ENGLISH POST & TRUSS CONSTRUCTION
For this reason the system of post-and-truss construction, which is shown in [Fig. 4], was the natural outcome of the above. Diagonal bracing at the corners evidently was found to be useful in resisting high wind-storms, and it was usually employed.
There apparently remained a distrust of masonry walls among the carpenters, for they continued to support the roofs entirely upon heavy timber framing, and records show that the exterior walls were built up after the roof-framing had been completed. There are evidences that the early types of walls, after the primitive woven brushwood walls proved insecure, were made like a barricade of trees; that is, they were merely a continuous line of vertically placed tree-trunks. This, of course, was a ruinously expensive type of wall when timber became scarce, and it is no wonder that it grew to a system of construction like that shown in [Fig. 5]. Even this required a good deal of wood, so that the filling of the space between the timbers rather logically became masonry or plaster on lath. However, the method of building shown in [Fig. 5] has all of the elements of the system of construction used in framing modern exterior walls. The most important difference is in the size of the timbers used.

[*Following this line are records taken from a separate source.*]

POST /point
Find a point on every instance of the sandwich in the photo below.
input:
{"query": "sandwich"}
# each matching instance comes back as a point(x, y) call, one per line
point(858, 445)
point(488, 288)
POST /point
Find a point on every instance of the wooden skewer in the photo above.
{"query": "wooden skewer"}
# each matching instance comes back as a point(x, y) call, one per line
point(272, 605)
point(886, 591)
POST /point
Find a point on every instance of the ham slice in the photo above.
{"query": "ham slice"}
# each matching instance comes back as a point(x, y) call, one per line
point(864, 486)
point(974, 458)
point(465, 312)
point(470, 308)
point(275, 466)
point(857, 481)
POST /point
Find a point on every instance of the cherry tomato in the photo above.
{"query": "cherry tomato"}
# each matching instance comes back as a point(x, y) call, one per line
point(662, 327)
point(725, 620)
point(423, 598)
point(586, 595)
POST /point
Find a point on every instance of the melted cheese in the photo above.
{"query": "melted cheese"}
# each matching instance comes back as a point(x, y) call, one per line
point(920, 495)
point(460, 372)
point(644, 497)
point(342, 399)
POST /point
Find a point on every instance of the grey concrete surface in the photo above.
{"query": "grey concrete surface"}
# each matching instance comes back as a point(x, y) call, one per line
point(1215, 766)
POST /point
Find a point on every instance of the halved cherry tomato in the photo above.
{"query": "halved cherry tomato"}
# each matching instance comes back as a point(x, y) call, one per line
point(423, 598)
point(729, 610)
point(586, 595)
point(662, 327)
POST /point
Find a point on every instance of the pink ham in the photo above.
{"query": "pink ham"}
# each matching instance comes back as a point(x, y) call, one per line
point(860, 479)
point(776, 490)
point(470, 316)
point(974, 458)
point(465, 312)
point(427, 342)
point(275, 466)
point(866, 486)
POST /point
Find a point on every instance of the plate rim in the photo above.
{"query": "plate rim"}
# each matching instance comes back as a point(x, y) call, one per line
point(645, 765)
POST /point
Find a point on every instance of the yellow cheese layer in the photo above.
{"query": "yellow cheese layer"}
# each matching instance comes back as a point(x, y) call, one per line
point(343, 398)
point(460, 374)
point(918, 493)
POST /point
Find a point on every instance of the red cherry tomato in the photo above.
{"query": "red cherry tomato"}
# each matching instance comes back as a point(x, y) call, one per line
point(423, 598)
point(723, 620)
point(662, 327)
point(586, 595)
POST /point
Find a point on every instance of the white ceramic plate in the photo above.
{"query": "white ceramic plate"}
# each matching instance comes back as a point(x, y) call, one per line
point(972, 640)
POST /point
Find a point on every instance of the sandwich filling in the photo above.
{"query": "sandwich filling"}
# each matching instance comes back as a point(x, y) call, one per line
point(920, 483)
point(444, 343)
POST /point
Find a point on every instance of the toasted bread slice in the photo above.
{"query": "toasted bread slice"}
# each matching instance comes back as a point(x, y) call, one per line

| TYPE OF ANCIENT WOODEN WALL | ENGLISH HALF TIMBER CONSTRUCTION |
The half-timber construction of the Middle Ages was only the artistic treatment of this crude system of building. In [drawing number 6] is a very simple half-timber house which shows practically no attempt at all to decorate. The construction is perfectly evident, and there are no curves and carving used to ornament the building, as can be seen on some of the more elaborate houses of the cities. This simple building system was the traditional background of the English carpenter, and it is not at all extraordinary that he brought his methods of building over to this country.